Renwu left before dawn to check the traps he maintained up along the ridge and the riverbank. He kissed Baozhai lightly, told Wuji not to wander. The boy stood at the doorway and watched his father's silhouette recede into mist—the lantern a tiny orbit, then swallowed.

Hours dragged. The sun rose like a pale coin, and there was still no Renwu. Baozhai paced, the motion of her feet like a prayer. Meilin's eyes grew wide and vacant, the way a child's eyes do when they hold a fear too big to speak. Wuji sharpened his ears; townsmen's whispers reached their ears through the thin clatter and the distant thud of wagon wheels.

Around midday, the first howl reached them—thin and apart, not the careless cry of wild beasts but a tone threaded with purpose. They exchanged a look that needed no words.

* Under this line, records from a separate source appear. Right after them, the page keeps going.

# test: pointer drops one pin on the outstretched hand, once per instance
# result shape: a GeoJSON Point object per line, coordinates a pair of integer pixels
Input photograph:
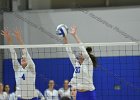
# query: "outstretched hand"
{"type": "Point", "coordinates": [7, 36]}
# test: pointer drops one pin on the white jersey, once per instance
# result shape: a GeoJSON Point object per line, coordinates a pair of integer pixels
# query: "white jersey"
{"type": "Point", "coordinates": [51, 95]}
{"type": "Point", "coordinates": [83, 74]}
{"type": "Point", "coordinates": [62, 92]}
{"type": "Point", "coordinates": [25, 78]}
{"type": "Point", "coordinates": [3, 96]}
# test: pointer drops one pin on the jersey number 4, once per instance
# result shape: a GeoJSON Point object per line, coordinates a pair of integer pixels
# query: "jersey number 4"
{"type": "Point", "coordinates": [23, 77]}
{"type": "Point", "coordinates": [77, 69]}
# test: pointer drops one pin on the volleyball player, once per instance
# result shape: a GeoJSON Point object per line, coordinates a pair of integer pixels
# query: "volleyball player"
{"type": "Point", "coordinates": [83, 65]}
{"type": "Point", "coordinates": [51, 93]}
{"type": "Point", "coordinates": [65, 91]}
{"type": "Point", "coordinates": [25, 73]}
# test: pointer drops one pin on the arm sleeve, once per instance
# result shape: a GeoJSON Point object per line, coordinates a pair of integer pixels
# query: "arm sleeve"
{"type": "Point", "coordinates": [15, 62]}
{"type": "Point", "coordinates": [85, 53]}
{"type": "Point", "coordinates": [71, 55]}
{"type": "Point", "coordinates": [30, 62]}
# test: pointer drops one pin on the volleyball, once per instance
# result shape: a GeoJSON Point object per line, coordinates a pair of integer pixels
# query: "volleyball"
{"type": "Point", "coordinates": [62, 30]}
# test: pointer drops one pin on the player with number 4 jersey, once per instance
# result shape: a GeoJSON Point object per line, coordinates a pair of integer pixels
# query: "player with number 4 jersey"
{"type": "Point", "coordinates": [25, 73]}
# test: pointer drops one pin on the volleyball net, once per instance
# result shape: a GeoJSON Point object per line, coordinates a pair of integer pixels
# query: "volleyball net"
{"type": "Point", "coordinates": [117, 74]}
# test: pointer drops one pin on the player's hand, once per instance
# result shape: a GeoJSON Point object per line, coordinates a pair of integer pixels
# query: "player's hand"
{"type": "Point", "coordinates": [73, 30]}
{"type": "Point", "coordinates": [7, 36]}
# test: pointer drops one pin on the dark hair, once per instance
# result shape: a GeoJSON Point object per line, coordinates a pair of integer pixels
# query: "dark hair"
{"type": "Point", "coordinates": [65, 98]}
{"type": "Point", "coordinates": [93, 58]}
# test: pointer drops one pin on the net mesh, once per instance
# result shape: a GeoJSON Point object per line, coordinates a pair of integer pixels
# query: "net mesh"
{"type": "Point", "coordinates": [117, 74]}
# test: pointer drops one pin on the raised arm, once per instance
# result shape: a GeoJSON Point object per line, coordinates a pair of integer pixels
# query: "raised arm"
{"type": "Point", "coordinates": [30, 62]}
{"type": "Point", "coordinates": [8, 38]}
{"type": "Point", "coordinates": [69, 51]}
{"type": "Point", "coordinates": [82, 48]}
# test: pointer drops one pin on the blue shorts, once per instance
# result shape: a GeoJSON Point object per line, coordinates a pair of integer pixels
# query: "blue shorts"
{"type": "Point", "coordinates": [28, 99]}
{"type": "Point", "coordinates": [88, 95]}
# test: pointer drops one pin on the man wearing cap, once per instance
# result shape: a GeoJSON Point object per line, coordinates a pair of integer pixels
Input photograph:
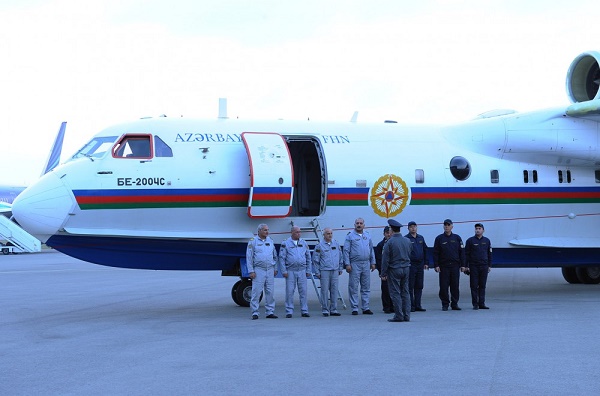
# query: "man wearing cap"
{"type": "Point", "coordinates": [261, 259]}
{"type": "Point", "coordinates": [358, 257]}
{"type": "Point", "coordinates": [418, 263]}
{"type": "Point", "coordinates": [449, 261]}
{"type": "Point", "coordinates": [294, 262]}
{"type": "Point", "coordinates": [478, 251]}
{"type": "Point", "coordinates": [395, 267]}
{"type": "Point", "coordinates": [386, 300]}
{"type": "Point", "coordinates": [328, 264]}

Wuji grabbed his jacket and went into the woods, down a path his father had walked that morning, following the small signs Renwu left—boot marks, a snapped twig, a hat pushed onto a rock. The river ran quick with melted run-off and the pale sun hit its skin and made it look like moving metal. Near a fallen trap, he found Renwu crouched, hands on knees, face pale but alive. He looked up when he heard Wuji's breath.

"Go home," Renwu said sharply. His voice had the brittle edge of a man who had been close to something old. "Don't—" He shut his mouth and stood. "It was close. I felt watched. I left the traps tangled because I thought to lure them. Let's leave it at that."

They walked back in silence, heavy boots folding the path. That night they locked doors and drew curtains. Meilin slept between parents in the old way, and something of the household's ordinary rhythm returned. They ate without speaking much. The stew grew cold and then vanished. Renwu kept his lantern close.

When the wind picked up and threaded teeth through the eaves, a sound threaded through the home—a low, distant vibration that set teeth on edge. Wuji pressed his palms to his knees and told himself he could not be the child who would lose everything; he would be the son who answered.

Later, when the house finally hushed and the moon hung like a thin coin, Wuji stood by the window and whispered, as if the words could be a warning or a weapon, "They're coming."

It was not bravado. It was not a child's story. It was not superstition anyone in the family would laugh away. It was a simple, cold truth that made the house feel suddenly too small.

Outside, beyond the glass, the trees listened.